Tracing personal histories through everyday objects

COURTESY MUSEUM OF MATERIAL MEMORY
31 August, 2022

How often do you sit and think about the objects that surround us in our homes? How often do you think about the memories attached to them? What role does an object’s material memory play in sparking conversations? These questions are the driving force behind the Museum of Material Memory, a digital repository that traces family history through personal antiquities and social ethnography.

Founded in 2017 as a passion project by Aanchal Malhotra and Navdha Malhotra, the museum is a digital crowdsourced platform for contributors to submit stories related to objects—from the 1970s or earlier—that they find in their homes. The stories narrate the history of the object and, with it, reveal the customs of its time. The objects seem outwardly ordinary, ranging from old photographs and jewellery to utensils and books. For Aanchal and Navdha, who were friends in school, the most important thing was to keep the platform digital and accessible to all.

The idea for the museum emerged when Aanchal, a Delhi-based historian, was conducting research for her debut book, Remnants of a Separation: A History of the Partition through Material Memory, published in 2017. The book revisited the history of Partition through personal objects. During her research, which took over five years, Aanchal realised that people had innumerable other objects that were old but not related to Partition. “It seemed to me that there were a lot of caged artifacts in the subcontinent area that the younger generations didn’t know enough about,” she told me. “While we seem to collect objects quite easily in the subcontinent, we may not assert the same importance to them if they are mundane or objects that are not monetarily valuable anymore.” 

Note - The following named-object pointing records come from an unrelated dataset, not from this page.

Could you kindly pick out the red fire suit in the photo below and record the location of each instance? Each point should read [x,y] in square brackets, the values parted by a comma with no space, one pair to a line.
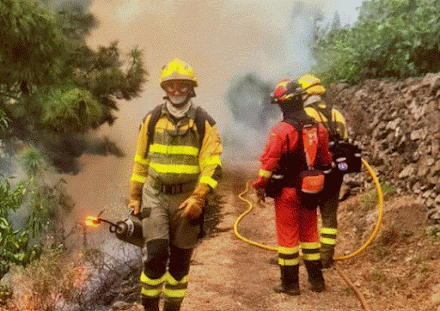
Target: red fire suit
[294,225]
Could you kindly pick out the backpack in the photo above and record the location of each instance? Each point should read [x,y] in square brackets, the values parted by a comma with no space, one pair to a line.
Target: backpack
[346,156]
[301,173]
[201,117]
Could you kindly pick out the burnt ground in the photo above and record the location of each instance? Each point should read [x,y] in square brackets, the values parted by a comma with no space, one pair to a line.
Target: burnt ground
[397,271]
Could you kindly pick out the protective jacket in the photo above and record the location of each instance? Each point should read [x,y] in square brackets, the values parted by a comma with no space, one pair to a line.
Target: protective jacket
[329,206]
[173,159]
[316,111]
[176,154]
[296,226]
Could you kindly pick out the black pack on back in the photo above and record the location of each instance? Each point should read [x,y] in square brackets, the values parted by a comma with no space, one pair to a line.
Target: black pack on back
[200,118]
[346,156]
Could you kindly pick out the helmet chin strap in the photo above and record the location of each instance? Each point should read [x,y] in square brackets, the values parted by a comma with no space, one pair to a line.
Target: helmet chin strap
[178,110]
[178,101]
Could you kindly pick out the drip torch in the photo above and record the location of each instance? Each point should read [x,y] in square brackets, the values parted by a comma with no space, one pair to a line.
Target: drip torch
[128,230]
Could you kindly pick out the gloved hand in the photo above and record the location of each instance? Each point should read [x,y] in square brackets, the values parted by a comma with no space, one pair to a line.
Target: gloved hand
[193,206]
[259,185]
[258,196]
[135,205]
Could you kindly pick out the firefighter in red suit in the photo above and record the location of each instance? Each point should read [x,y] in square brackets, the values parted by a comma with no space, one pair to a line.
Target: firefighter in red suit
[296,226]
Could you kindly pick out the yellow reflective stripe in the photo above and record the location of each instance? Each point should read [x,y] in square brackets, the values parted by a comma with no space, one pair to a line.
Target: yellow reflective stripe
[214,160]
[328,241]
[152,282]
[210,181]
[329,230]
[175,168]
[141,160]
[164,149]
[138,178]
[288,250]
[288,262]
[151,292]
[311,257]
[264,173]
[310,245]
[174,293]
[172,281]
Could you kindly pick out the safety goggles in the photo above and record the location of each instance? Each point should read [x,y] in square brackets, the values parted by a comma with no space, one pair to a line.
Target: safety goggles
[177,87]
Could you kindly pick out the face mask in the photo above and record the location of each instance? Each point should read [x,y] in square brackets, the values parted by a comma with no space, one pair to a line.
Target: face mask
[178,100]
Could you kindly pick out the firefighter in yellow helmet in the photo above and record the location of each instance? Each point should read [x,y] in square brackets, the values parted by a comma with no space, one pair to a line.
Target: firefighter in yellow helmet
[177,163]
[334,121]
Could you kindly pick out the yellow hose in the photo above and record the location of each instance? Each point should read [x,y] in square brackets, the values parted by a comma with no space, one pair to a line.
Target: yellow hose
[356,252]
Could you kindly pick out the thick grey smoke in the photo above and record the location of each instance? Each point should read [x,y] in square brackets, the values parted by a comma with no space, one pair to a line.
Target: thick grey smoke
[226,41]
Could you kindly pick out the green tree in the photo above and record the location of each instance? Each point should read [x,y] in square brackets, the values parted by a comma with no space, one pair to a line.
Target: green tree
[52,85]
[390,39]
[28,210]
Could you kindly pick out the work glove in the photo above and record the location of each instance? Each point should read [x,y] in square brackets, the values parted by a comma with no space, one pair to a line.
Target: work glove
[135,205]
[259,185]
[193,206]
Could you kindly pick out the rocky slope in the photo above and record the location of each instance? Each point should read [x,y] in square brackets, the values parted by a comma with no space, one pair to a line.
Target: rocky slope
[397,125]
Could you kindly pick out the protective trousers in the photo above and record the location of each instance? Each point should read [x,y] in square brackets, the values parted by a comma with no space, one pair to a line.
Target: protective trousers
[169,243]
[329,215]
[296,229]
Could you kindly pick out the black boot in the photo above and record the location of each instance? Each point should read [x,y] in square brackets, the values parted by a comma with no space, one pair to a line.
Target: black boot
[289,281]
[150,304]
[316,279]
[169,306]
[327,253]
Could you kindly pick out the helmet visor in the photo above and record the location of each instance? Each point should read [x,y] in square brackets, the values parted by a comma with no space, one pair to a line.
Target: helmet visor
[177,87]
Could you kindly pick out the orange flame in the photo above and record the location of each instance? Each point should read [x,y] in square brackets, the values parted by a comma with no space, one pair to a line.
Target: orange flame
[92,221]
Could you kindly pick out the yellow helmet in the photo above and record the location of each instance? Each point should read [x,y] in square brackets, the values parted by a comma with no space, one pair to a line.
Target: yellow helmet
[177,70]
[311,84]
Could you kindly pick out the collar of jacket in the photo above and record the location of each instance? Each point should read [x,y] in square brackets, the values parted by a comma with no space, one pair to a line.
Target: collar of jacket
[314,99]
[187,110]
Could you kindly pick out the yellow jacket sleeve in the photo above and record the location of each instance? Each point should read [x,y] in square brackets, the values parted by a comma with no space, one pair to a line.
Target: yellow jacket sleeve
[337,118]
[141,162]
[209,156]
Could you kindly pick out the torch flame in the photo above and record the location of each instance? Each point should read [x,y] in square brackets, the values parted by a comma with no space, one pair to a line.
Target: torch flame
[92,221]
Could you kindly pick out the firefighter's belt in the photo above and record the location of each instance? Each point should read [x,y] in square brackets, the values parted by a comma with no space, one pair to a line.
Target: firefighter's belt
[177,188]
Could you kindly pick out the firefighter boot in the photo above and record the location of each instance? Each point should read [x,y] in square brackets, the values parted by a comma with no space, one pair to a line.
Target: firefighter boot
[150,304]
[316,279]
[289,281]
[170,306]
[327,254]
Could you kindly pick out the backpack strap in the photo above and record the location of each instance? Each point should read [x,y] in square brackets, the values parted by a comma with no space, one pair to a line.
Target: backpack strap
[200,120]
[201,116]
[155,115]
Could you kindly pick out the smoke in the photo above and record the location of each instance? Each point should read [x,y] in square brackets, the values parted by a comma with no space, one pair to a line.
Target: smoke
[239,49]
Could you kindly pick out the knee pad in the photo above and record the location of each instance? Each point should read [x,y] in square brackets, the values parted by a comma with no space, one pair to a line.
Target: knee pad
[180,259]
[157,257]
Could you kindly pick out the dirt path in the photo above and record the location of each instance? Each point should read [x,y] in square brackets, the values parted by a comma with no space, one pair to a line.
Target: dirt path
[229,274]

The museum thrives on the stories people submit. Willing contributors are sent a guiding document that can help them answer important questions about their object. Questions range around materiality, ownership, look, time period, usage and origin. Aanchal and Navdha, an aspiring ceramicist and the global head of campaigns at the advocacy group Purpose, corroborate the origin of each object through archives, popular media and intensive research. Contributors work with the founders to create a narrative about their family history. “It is difficult to get people to slow down to be able to see these inanimate objects as potential receptacles for stories,” Aanchal said. “It is not in everybody’s nature to immediately stop and pause and think about generations that have come before them. This takes persistence on your part.”